When answering an inbound call, respond with TwiML containing <Connect><Stream url="wss://your-server.example.com/stream" /></Connect> to start a bidirectional Media Stream.
Accept the WebSocket upgrade on your server; Twilio will first send a connected message (event: connected) then a start message with stream metadata including the StreamSid, AccountSid, CallSid, and media format.
Media messages arrive as JSON text frames where event=media; the payload field contains the audio encoded as Base64-encoded 8-bit PCM mono mu-law (PCMU) at 8 kHz — decode from Base64 before piping to an STT or audio processor.

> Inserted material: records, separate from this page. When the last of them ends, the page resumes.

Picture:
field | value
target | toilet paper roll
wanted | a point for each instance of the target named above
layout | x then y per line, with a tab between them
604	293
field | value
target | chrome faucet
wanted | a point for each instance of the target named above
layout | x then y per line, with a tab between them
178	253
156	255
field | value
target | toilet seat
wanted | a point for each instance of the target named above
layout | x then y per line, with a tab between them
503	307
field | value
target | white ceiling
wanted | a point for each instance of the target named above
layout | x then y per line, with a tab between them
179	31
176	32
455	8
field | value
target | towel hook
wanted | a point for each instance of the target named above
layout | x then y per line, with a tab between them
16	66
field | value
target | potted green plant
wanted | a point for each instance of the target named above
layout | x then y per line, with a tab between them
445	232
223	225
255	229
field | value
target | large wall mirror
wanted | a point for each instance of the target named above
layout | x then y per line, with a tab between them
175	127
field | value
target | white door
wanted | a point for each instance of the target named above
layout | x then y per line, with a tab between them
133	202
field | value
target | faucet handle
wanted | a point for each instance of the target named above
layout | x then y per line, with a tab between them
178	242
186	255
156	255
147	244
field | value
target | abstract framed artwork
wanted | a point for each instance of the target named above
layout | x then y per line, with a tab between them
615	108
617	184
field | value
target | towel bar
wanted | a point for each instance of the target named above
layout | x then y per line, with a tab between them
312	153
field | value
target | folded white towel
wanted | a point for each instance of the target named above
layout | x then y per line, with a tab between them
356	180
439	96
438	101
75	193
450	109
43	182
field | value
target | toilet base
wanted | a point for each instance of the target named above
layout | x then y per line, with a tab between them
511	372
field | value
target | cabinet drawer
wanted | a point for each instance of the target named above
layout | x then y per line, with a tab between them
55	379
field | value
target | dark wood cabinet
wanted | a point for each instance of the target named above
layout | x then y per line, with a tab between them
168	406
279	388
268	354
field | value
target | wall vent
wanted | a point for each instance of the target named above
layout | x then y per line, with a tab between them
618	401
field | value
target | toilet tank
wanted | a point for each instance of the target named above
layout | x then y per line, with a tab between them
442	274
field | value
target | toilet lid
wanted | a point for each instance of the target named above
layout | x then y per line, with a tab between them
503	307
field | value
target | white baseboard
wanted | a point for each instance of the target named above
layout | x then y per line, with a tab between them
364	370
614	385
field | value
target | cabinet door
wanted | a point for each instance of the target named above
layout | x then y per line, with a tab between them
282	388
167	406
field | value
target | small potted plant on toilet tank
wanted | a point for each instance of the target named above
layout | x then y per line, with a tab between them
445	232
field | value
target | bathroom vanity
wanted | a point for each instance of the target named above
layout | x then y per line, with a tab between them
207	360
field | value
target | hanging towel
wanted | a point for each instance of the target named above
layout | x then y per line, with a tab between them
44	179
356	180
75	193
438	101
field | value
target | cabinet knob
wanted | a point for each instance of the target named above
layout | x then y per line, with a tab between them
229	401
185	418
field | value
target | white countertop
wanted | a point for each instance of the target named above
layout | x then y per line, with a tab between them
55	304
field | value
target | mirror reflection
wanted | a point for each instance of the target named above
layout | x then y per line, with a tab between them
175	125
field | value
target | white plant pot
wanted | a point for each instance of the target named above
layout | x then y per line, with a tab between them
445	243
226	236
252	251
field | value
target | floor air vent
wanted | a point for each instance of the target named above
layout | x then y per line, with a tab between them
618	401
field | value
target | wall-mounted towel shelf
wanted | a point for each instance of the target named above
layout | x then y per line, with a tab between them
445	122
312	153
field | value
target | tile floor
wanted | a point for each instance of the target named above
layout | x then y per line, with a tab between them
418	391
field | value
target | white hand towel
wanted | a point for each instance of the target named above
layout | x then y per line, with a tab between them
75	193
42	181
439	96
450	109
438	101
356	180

To inject audio back into the call, send a media message JSON frame with a Base64-encoded PCMU 8 kHz payload in the payload field, specifying the StreamSid.
To discard buffered outbound audio (e.g. to interrupt a TTS response), send a clear message frame with the StreamSid.
Known gotchas
Audio is always PCMU (mu-law) at 8000 Hz — Twilio does not support configurable encoding on Media Streams; STT services that require linear16 need a mu-law-to-PCM conversion step.
Twilio sends inbound audio in 20 ms chunks; network jitter may cause packet bunching — buffer and reorder by sequence number if strict timing matters.
A mark event sent after injecting audio is echoed back by Twilio when that audio finishes playing, enabling precise speech-end detection.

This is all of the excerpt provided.